About Us
Gayatri C. Spivak, María do Mar Castro Varela, Aïcha Diallo, Fallon T. Cabral und Lalitha Chamakalayil (2018)
Inspired by Gayatri Chakravorty Spivak's idea of education as a "uncoercive rearrangement of desires" and incorporating the experiences of migration, discrimination, racism, classism, ableism and (hetero-) sexism, we imagine and discuss utopian designs of schools and pedagogical practices. How can schools be transformed into places that are not only open to everyone but also where education is desirable? What desires are to be instigated, what moments of resistance are to be articulated?
a) Counterpunctual Perspectives
How can experiences of migration, discrimination, racism, classism and sexism help to outline utopian ideas of school?
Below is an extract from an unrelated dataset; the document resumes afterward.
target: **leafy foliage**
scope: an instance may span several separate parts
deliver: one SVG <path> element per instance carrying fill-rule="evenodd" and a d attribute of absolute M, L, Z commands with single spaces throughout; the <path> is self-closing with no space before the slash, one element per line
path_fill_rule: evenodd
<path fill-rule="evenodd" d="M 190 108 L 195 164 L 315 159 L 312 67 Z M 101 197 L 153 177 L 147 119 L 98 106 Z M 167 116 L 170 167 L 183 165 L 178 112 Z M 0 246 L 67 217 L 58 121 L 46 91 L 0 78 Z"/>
And how can these utopian ideas become an irritation for the concept of the "reform school" which mostly focuses on members of the educated classes? In the spirit of Gayatri Chakravorty Spivak's idea of education as an "uncoercive re-arrangemant of desire" the possibilities of making schools attractive to those who have been actively kept away from education will be explored.
It is not only a matter of opening up schools, universities and institutions for adult education, but of transforming them into a place where education also appears to be desirable. Following the idea of an engaged pedagogy introduced by bell hooks, we develop strategies that aim to make a difference and put the teaching machine into motion.
b) resistance & desire
Important concepts framing our discussions and thinking are "resistance" and "desire". Desire plays a prominent role in Spivak's idea of education. The postcolonial theorist assumes that educational institutions produce specifically desirous subjects. Desire articulates itself, for example, in the desire to be part of an educational institution (or in the rejection of this desire) or in the coding of knowledge production as something worth striving for. Resistance, on the other hand, is repeatedly undermined within educational institutions by opting for a consensus that makes it more difficult to imagine alternatives to the hegemonic status quo. Desire and resistance are closely related to each other but are seldom taken into account in debates about education.
c) Third (Educational) Space
It is one of the aims of the bildungsLab* to enable other forms of knowledge production and to make the perspectives of "outsiders inside in the teaching machine" visible. In discussions about migration, racism, sexism and heterogeneity in the school system, as well as in the development of plans for a different future for the society, the visibility of female* migrant researchers and/or researchers of color
should become more apparent. Following a deconstructivist tradition, we describe this as a 'third space' in which something new can come to existence.